A week later the armies of Vecna, led by Kas and the armies of the Illithid Empire led by Gith met on the battlefield. Whereas their masters demanded quick victories the battles were one stalemate after another. Finally, after months of fighting, the Illithid Psions and Vecna met in battle.

Vecna left the battle hurt and frustrated and when he met with General Kas to discuss the coming battles, Kas raised his sword and took out Vecna’s eye and lopped off his hand in a fast thrust and chop. So it was that tea with Gith changed Kas.

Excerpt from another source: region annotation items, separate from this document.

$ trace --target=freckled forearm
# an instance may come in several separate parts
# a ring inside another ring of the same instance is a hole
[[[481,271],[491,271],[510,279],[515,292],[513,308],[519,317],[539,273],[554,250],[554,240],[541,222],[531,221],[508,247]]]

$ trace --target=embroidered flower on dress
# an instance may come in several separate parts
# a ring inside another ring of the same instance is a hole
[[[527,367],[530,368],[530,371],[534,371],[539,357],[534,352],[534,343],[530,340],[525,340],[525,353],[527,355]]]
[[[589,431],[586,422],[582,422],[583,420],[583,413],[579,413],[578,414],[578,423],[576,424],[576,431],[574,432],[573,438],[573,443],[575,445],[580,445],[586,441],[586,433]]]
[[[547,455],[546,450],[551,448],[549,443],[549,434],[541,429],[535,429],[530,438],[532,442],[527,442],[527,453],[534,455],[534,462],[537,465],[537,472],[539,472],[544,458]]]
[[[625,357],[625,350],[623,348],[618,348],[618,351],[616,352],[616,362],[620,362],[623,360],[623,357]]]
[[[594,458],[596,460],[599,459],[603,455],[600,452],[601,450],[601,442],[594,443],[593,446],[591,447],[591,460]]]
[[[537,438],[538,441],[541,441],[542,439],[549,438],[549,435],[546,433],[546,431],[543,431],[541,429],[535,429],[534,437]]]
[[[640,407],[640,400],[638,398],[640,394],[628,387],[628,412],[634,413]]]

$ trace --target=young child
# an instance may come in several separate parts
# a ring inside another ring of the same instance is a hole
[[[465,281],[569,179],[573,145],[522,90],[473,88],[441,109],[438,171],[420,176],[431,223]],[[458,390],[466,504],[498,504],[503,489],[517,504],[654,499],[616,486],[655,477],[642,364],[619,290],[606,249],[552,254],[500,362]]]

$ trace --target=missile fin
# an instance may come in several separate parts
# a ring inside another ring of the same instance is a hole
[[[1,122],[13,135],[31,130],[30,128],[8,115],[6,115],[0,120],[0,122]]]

The Illithid, the finiest Psions in all of the Illithid ranks were weakned from the meeting and afterwards Gith and Zarai dispatched them. When Gith rallied the troops to go out and destroy the remaining Illithid, it was Zarai who took his monks and retreated to the Ethereal plane, “If we exterminate the Mind Flayers we will be no better than they are.”

And this is why the Githyanki and the Githzarai fight and this is why Illithid still live, enslave and sup on the brains of the innocent to this day, Zarai’s cowardice.

Go to sleep, battalion, tomorrow you will handle live steel. May the Liche-Queen’s emerald eyes watch over you in your sleep.”

The light outside was dim as always in Tu’Narath, the eternal grey light sifting through the windows and with blood, battle and hatred dancing in their dreams, the battalion slept.


----------



## Paka (Jan 6, 2004)

*Chapter XII*
_Our Funeral Ritual _ 

We have no temples, no holidays, only a handful of rites and rituals that I know of. Funerals happen to be one of them. Usually we get caught in an improper form and are murdered as was the case with this one. 

Word is that the family had to pay a heavy ransom to the orc tribe that ended up with the body. He was caught in the form of an orc chieftan. The chief's wife caught him. Odd, loves rarely catch us. 

Loves usually project their expectations so loudly that they are easy to hear, easy to use. Even making love can be easy because lovers project their thoughts like screaming babies. Yet another sign that love makes one's mind weak. 

I have never been in love. But once I had to assume the form of a forty year old dwarven boy. It become obvious that this boy, was in love with an engraver across the street. I asked an elder who I could have known of this love even with no long term contact with the boy or no journal to work from. 

The elder told me that we, like water, tend to fill the containers we are put in. The love was me filling the container, finding the truth in that form. It is clearly possible that the boy, before me, didn't know that he was in love with this engraver with her long bronze hair and square face. 

Rumors have spread throughout the funeral concerning the death, the battle, the killers the final forms the dead assumed: sailor on a Silver City smuggling barge, dolphin, shark, dog, orc chieftan of the Goldoathed tribe, finally, killed as a pixie. 

Those who have bothered to show up are wearing the wearing the clothes of their last form. Those of us in between long term forms are wearing bulky cotton robes. They would be itchy if we were prone to such things. 

Three children run by playing tag shifting from one form into another. One of the children assumes the form of a large cat in order to pin the other child down and growls, "You're IT." 

The cat's parents chastise him, not only for shifting at such a somber occasion but for making a cat talk, "Cats only rarely talk. Mistakes like that get us killed, child." 

"If it were a familiar or a hellcat or was awakened by a druid it might talk. It might." 

The parent grabs the precocious child, still in cat form, and sneers, "Hellcats don't talk." 

The cat sighs. 

It is not that we just look alike to other races. Truth is when we are all our true forms (whatever that means) we all look alike. Moving on from one form to another erodes any sense of importance the physical world might have. 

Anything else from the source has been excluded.